What is your stance on bands with political themes? In your opinion, does politics have any place in metal?
J: I don’t look too deep into it or personally care. Just don’t try to force your views on me.
D: With the exception of some grindcore bands, I’m not so interested in bands that push political agendas.
Give us a list of 10 albums you can’t live without.
D: fuck! Off the top of my head….
Morbid Angel – Blessed Are the Sick
Cenotaph – The Gloomy Reflections of Our Hidden Sorrows
Kiss – Destroyer
Impetigo – Horror of the Zombies
Waylon Jennings – I’ve Always Been Crazy
Demigod – Slumber of Sullen Eyes
Thin Lizzy – Jailbreak
Cianide – A Descent Into Hell
Black Sabbath – Master of Reality
and they’re not quite albums, but work mentioning – Divine Eve – As the Angels Weep and Imprecation – Theurgia Goetia Summa (Hail Texas!)
Do you currently have any merchandise available for people to get hold of? How should people make contact if they have any inquiries? What are your future plans and when can we expect another attack of uncompromising raw death metal?
D: We have a VERY limited supply of shirts and tapes left, they can be ordered at http://churchofdisgust.bigcartel.com
Any inquiries/correspondence can go to email@example.com — or our shitty Facebook page.
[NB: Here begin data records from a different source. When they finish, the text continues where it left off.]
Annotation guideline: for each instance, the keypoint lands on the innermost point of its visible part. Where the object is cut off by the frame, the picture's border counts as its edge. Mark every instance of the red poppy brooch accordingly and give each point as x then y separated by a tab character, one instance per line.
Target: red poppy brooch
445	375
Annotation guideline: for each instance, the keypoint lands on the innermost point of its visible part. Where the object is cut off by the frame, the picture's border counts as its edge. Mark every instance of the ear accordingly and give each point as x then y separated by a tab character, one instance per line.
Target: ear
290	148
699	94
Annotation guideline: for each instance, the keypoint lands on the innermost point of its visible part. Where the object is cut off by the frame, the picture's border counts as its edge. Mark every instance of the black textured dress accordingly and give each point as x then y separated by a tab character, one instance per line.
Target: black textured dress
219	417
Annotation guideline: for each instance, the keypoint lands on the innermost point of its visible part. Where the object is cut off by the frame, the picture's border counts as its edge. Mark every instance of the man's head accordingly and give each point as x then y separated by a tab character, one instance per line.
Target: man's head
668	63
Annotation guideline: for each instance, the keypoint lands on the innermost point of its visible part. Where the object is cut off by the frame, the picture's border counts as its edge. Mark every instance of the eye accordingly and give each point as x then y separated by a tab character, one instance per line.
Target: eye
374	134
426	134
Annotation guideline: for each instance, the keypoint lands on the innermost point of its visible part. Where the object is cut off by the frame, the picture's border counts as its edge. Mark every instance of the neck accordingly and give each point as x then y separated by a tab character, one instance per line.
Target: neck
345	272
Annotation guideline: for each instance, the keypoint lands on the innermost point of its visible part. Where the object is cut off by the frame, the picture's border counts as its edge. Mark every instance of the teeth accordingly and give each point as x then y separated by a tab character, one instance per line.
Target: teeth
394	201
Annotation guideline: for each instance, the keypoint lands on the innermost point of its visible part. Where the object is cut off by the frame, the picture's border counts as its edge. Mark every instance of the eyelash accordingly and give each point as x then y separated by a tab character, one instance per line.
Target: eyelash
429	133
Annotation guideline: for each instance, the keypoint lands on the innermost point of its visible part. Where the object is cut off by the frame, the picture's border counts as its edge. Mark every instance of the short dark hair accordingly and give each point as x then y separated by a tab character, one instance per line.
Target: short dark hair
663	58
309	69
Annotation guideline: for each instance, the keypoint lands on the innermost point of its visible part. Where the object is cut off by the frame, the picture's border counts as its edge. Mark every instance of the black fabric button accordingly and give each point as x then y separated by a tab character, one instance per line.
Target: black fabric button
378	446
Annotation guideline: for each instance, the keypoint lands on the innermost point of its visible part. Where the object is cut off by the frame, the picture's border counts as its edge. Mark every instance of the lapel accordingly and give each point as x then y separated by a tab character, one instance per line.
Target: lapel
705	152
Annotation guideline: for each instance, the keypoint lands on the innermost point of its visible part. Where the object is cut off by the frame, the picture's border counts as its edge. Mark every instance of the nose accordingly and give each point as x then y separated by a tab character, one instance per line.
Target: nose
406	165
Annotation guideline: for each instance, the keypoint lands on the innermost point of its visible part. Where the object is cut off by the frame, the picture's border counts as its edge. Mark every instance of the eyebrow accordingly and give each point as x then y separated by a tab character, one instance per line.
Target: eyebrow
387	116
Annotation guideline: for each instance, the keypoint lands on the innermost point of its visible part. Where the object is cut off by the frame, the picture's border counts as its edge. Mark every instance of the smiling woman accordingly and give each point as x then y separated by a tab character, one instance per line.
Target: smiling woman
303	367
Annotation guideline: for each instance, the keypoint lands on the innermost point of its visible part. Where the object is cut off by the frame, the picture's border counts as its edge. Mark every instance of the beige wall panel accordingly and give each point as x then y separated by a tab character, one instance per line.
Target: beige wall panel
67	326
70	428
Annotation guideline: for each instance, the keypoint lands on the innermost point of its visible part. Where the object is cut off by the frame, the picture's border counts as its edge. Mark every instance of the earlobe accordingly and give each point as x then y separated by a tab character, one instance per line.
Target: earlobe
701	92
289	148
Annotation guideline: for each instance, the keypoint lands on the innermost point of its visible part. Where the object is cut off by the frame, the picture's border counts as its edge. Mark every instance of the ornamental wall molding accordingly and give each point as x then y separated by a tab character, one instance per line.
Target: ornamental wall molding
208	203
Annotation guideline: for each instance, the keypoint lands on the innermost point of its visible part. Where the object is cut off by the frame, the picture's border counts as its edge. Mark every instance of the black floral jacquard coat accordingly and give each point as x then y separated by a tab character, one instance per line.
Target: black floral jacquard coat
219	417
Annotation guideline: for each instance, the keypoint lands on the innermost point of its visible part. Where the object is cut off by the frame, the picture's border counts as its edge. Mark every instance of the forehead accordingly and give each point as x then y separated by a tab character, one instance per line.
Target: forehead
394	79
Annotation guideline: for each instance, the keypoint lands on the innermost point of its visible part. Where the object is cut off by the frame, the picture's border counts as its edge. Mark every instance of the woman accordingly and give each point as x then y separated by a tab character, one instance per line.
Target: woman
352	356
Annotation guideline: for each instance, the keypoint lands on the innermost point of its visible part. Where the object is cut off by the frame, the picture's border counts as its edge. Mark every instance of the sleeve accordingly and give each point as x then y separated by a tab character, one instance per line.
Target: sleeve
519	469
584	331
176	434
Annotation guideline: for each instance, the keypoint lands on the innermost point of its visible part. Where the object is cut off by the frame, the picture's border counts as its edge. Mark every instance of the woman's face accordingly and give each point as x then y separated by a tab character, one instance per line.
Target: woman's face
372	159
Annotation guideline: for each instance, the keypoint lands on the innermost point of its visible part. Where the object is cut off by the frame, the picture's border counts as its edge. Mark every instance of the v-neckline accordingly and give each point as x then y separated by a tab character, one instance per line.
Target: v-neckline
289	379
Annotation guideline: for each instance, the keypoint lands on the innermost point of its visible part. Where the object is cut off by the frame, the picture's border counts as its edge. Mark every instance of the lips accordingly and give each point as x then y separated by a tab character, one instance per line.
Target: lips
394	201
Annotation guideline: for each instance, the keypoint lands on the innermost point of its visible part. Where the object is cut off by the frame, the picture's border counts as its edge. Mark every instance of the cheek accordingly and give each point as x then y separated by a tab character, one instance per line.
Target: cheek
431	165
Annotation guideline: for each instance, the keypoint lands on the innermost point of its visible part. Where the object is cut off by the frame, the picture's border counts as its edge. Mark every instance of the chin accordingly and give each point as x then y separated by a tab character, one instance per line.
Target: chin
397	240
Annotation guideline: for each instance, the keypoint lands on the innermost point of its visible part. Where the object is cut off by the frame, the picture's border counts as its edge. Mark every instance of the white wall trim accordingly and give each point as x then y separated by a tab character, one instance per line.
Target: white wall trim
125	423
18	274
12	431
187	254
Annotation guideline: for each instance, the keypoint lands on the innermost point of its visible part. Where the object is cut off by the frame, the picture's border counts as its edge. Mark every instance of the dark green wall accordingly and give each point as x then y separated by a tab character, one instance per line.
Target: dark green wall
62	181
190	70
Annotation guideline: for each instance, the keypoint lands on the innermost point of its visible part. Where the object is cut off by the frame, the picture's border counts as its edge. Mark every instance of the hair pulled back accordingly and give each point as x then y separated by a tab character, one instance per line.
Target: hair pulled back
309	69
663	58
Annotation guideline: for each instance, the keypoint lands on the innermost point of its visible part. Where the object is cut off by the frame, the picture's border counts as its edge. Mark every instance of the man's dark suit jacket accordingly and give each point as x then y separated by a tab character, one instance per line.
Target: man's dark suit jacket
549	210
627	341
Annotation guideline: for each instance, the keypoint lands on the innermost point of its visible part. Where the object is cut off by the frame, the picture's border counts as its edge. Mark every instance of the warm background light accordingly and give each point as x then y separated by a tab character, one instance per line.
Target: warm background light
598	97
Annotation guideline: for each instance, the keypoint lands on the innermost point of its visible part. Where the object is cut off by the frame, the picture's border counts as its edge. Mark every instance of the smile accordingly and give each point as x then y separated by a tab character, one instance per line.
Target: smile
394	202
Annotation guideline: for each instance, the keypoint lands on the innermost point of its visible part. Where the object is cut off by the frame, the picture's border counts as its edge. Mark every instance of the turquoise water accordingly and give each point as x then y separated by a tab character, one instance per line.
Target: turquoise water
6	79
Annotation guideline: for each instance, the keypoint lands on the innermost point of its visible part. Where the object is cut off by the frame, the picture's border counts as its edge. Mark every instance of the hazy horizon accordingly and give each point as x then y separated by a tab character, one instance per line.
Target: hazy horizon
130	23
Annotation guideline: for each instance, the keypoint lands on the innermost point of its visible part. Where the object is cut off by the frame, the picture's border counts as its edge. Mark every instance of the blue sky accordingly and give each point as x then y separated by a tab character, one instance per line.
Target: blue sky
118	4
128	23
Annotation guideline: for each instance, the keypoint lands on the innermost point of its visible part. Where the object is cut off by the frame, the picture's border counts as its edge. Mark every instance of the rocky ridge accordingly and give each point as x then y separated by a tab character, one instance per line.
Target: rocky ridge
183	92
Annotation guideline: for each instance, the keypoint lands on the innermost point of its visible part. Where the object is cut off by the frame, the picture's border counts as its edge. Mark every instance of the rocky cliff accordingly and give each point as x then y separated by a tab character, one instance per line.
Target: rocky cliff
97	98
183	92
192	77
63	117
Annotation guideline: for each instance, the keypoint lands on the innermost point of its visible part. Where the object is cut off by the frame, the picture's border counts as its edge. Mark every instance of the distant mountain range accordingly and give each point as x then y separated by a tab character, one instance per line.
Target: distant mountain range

As for new material — we have completed recording of our second full-length album, entitled VENERATION OF FILTH. It’s gonna be a real monster, Putrid Matt will be doing the artwork, Memento Mori is releasing the CD, Headsplit Records is releasing the tape, and No Posers Please! is releasing the vinyl! Expect it in late 2016/early 2017. Also on the way, Dread Ritual 7″ EP, and a split with Cryptic Brood from Germany.
Thank you very much for your time! Any parting words to properly close this interrogation?
D: Eternal thanks for this interview, thanks to all the fiends who took the time to read it. Veneration of Filth is coming, worship depravity! Death metal or die!
J: Thank you! Support metal Everywhere.